AWS for Industries

Store omics data cost effectively at any scale with AWS HealthOmics

AWS HealthOmics is a managed service designed to help healthcare and life sciences organizations manage genomic and transcriptomic datasets cost-effectively. By automating metadata management, compression, and storage class tiering, HealthOmics frees up researchers to focus on analyzing omics data instead of spending time managing it.

Storage efficiency, cost optimization and ease of access to omics data are frequent challenges we hear from customers in the healthcare and life sciences industry. The term “omics” collectively refers to various disciplines in biology such as genomics, transcriptomics, and proteomics. The study of omics data is rapidly developing and growing through applications in drug discovery, clinical development, early disease detection, precision medicine, and infectious disease testing and tracing. The cost of sequencing a human genome declined from $100M in 2000 to $200 in 2023, enabling researchers to generate more omics data than ever before with the goal of better understanding how the genome functions and affects human health and disease.

While omics data is transforming how to treat disease, its volume and scale can be complicated and costly to manage. HealthOmics is a managed service purpose built to store, query, analyze, and generate insights from genomic, transcriptomic, and other biological data at scale. It has three components: storage, workflows, and analytics, that help drive different areas of omics research. This blog focuses on HealthOmics Storage and its benefits for managing omics data at scale.

AWS HealthOmics Storage

HealthOmics Storage has two data stores, reference store and sequence store. HealthOmics reference stores are used to store organism’s genome references. HealthOmics sequence stores are used to store raw sequencing data, like that is generated from DNA sequencing devices.

Genomic data uses standardized file formats such as FASTA, FASTQ, BAM, uBAM, and CRAM. HealthOmics reference and sequence stores are purpose built to handle these formats. HealthOmics Storage preserves metadata such as file linkages, alignments, base counts, indexes, protocol, custom tags, and more. This metadata helps in data provenance, the process of tracking the origin and history of data throughout its lifecycle. A HealthOmics sequence store uses “read set” resources to store and manage data. A read set is a grouping of sequencing files (e.g., FASTQ paired reads), with metadata like subject and sample IDs. This grouping ensures the data stays well organized with a consistent metadata structure.

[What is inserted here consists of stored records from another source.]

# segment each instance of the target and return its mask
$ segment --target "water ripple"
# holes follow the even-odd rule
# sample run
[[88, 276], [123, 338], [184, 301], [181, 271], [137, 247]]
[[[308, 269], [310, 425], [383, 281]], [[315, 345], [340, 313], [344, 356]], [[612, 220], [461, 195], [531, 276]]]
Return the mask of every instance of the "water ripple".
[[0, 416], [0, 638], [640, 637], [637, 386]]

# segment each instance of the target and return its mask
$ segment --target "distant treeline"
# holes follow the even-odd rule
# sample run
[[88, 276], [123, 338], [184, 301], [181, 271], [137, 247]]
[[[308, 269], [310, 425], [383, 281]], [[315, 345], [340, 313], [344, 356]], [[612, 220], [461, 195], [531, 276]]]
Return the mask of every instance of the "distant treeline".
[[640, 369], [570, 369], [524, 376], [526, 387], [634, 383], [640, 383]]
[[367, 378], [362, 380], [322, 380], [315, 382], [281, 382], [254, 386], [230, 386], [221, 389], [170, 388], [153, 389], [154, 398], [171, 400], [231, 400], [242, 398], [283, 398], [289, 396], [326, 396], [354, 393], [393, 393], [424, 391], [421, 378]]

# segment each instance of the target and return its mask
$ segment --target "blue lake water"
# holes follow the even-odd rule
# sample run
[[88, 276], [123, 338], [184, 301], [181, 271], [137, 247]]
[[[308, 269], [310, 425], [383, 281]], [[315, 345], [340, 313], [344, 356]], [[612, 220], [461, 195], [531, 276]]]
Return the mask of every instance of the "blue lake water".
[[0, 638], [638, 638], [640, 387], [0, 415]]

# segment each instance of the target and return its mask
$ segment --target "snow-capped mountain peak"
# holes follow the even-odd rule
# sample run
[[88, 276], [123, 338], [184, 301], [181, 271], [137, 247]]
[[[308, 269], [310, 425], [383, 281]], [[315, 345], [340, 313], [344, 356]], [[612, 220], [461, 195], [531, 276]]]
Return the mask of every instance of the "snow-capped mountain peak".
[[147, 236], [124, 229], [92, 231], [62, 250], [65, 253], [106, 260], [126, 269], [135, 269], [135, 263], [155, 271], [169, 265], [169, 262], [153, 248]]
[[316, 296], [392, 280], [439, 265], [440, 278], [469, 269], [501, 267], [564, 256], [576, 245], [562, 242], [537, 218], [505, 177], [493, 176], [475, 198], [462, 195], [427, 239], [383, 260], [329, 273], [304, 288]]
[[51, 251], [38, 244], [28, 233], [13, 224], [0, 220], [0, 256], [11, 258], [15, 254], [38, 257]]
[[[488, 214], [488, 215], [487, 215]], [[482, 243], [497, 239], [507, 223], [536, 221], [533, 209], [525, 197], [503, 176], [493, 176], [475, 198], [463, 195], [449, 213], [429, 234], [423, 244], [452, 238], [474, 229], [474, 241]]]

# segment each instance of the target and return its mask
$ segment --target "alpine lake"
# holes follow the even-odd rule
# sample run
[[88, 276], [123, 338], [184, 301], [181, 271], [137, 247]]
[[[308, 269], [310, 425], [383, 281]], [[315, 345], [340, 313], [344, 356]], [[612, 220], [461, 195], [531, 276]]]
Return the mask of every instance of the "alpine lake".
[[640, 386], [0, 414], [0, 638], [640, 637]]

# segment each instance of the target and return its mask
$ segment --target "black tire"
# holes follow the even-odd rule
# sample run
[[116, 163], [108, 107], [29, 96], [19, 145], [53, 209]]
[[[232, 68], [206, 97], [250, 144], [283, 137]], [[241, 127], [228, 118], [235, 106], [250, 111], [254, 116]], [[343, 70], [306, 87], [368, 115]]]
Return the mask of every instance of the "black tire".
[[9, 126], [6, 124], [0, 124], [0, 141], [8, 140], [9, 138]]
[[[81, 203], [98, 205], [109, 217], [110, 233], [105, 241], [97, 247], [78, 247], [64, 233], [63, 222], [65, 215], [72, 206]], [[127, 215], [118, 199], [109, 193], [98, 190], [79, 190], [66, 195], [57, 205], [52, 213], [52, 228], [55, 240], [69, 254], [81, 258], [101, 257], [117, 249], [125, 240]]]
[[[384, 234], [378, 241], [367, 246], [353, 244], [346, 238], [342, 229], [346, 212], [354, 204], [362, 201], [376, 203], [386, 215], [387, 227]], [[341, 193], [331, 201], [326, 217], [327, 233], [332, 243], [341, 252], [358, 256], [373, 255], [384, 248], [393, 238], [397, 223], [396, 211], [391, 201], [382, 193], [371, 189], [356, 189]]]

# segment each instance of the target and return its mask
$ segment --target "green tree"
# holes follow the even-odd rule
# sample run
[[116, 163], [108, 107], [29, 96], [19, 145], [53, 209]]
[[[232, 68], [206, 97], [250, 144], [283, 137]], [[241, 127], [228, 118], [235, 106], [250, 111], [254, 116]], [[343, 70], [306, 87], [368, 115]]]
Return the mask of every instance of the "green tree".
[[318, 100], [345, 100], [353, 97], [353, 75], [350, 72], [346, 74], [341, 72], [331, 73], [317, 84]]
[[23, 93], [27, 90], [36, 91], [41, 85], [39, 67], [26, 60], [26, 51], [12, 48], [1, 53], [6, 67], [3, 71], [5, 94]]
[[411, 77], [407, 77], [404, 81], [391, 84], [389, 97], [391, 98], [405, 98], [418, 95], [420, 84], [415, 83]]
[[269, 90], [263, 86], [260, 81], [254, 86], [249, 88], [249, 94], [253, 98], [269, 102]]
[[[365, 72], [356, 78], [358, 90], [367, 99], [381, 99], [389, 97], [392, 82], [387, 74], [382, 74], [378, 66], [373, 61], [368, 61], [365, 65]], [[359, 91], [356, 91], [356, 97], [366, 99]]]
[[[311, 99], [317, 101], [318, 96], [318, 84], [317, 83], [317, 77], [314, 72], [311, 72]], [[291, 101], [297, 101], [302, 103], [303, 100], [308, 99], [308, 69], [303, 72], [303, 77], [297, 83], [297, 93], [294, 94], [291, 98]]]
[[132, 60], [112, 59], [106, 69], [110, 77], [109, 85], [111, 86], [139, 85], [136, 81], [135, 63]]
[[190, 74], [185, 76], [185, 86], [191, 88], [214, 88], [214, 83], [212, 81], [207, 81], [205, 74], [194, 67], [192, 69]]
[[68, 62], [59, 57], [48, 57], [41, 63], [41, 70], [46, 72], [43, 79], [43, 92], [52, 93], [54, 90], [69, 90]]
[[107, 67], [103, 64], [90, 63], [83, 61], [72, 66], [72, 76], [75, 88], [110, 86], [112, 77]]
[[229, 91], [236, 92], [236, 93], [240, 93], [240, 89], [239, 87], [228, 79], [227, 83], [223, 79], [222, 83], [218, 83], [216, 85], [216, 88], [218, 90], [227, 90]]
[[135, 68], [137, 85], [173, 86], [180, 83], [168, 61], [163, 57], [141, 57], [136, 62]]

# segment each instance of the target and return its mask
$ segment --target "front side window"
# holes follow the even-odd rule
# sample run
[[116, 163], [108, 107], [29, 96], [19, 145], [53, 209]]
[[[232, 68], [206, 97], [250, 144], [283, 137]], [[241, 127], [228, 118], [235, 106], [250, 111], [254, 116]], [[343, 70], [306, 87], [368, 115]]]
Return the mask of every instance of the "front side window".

HealthOmics reference stores have no associated cost. HealthOmics sequence store costs are based on gigabases instead of gigabytes. A gigabase is a unit of measurement used in the field of molecular biology to represent the number of base pairs in a DNA molecule. It is equivalent to a billion base pairs, or 10^9 base pairs. In contrast, a gigabyte is a unit of measurement used in the field of computer science and is equal to 10^9 bytes. DNA sequencing devices often generate gigabases of output per run. By measuring costs in gigabases, HealthOmics Storage helps you associate costs with your scientific experiments without worrying about file representations or compression ratios.

Automated tiering and compression in HealthOmics sequence stores helps you optimize costs with minimal effort while maintaining quick and easy access to your data. HealthOmics sequence stores have two storage classes: active and archive. The active storage class is for frequently accessed data. You can access active read sets instantly with transfer latencies in milliseconds. The archive storage class is for infrequently used data. Archived read sets are stored at lower cost than active read sets, and need to be activated before they can be accessed. Activating an archived read set can be done at no cost via the HealthOmics StartReadSetActivation API or the AWS Console.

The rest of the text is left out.